COLUMBUS, GA (WTVM) - An Ohio man imprisoned for nearly six months in North Korea arrived home early Wednesday morning.
Jeffrey Fowle, 56, was unexpectedly released by North Korea Tuesday, and the U.S. plane carrying him landed at Wright-Patterson Air Force Base to take Fowle back to his family.
Fowle was detained in May for leaving a Bible at a bar, and any attempt or action to promote Christian messages by an outsider is considered a crime in North Korea.
Dr. Tom Dolan, a political professor at Columbus State University, spoke about the significance of Fowle being imprisoned for leaving a Bible and being released.
"This act made North Korea look good in the world press, and it also made North Korea fell god about itself," Dr. Dolan explained. "This allows North Korea to present itself as a very compassionate and humanitarian country."
Two other Americans are currently detained in North Korea. Kenneth Bae lead tours into North Korea from China, and he was sentenced to 15 years of hard labor in 2013. Matthew Miller was sentenced to six years of hard labor for tearing up his visa card and committing hostile acts to the country while visiting in April.
"I hate to appear to be complicit with other governments, but we just don't bring those freedoms with us," Dr. Dolan said. "We have a tremendous amount of freedom in this country.
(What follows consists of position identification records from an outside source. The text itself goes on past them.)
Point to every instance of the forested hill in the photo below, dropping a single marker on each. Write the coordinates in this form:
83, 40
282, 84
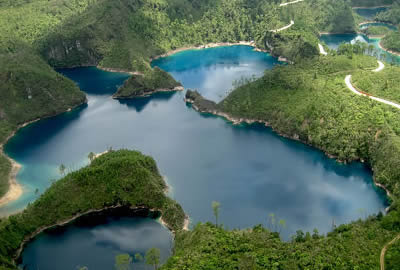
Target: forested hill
125, 34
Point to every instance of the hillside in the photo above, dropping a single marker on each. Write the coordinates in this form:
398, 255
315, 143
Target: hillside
29, 89
117, 179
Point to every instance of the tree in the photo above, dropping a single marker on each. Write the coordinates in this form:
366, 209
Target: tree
138, 257
123, 262
247, 262
271, 221
282, 225
216, 207
61, 169
91, 156
153, 257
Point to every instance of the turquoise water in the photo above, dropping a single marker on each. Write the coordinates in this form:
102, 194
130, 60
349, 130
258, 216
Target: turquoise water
95, 242
390, 26
248, 168
369, 13
334, 40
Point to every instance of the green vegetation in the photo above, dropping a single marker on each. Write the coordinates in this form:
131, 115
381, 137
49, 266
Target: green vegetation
392, 41
391, 15
119, 178
376, 31
309, 101
352, 246
371, 3
29, 89
153, 257
392, 261
384, 84
143, 85
125, 34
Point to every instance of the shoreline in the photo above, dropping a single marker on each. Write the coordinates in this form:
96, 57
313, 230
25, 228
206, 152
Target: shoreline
295, 137
155, 91
62, 223
15, 189
387, 50
381, 6
120, 70
207, 46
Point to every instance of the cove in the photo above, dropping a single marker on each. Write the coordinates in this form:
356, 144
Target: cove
248, 168
334, 40
369, 13
94, 241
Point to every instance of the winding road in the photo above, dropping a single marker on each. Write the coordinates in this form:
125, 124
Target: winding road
283, 28
322, 49
360, 93
384, 249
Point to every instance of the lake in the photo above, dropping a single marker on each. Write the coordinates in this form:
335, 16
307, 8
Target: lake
334, 40
369, 13
250, 169
94, 241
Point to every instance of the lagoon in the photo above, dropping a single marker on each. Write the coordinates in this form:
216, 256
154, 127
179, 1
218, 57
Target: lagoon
94, 241
250, 169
It's a blessing, but it's dangerous for people to take these ideas and promote these things without respecting their government when people are visiting places like North Korea."
Dr. Dolan said it's still important for people to visit places to share knowledge and culture.
"I visited North Korea for a eight days a few years ago," Dr. Dolan recalled. "People in North Korea are used to their government's customs, and they feel frightened and angry when outsiders try to interfere with what they are comfortable with."
Dr. Dolan said he visited a Christian church approved by the government in Pyongyang. He said pastors wore badges of Kim Il Sung on their left chests.
"It shows that a man can serve two masters," Dr. Dolan said. "They had more than 300 people attend that church. They had Bibles in Korean and English. However, there is a large amount of underground churches where people who freely want to practice Christianity attend. I was told about 14,000 North Koreas are Christians and about 10,000 are Buddhist. You would assume Buddhism is more common in East Asian countries, but it wasn't the case in North Korea. While Christian Evangelism is considered a crime, many people continue to do it in North Korea in secrecy."
Dr. Dolan said releasing Fowle showed North Korea's willingness to cooperate with America with some issues as well as give hope to the families of Kenneth Bae and Matthew Miller on their release.
"The fact that the U.S. is making any dealing with any positive dealings is significant," Dr. Dolan explained. "We had Kim Jong-Un disappear for weeks, and you had a surprise visit from some North Koreans down to Incheon in South Korea for the Asian games. I don't think Kim Jong-Un's regime is ruined at all. His release of Fowle was a response to our government's repeated requests for Fowle to be freed, so this allows North Korea to be seen as calling the shots."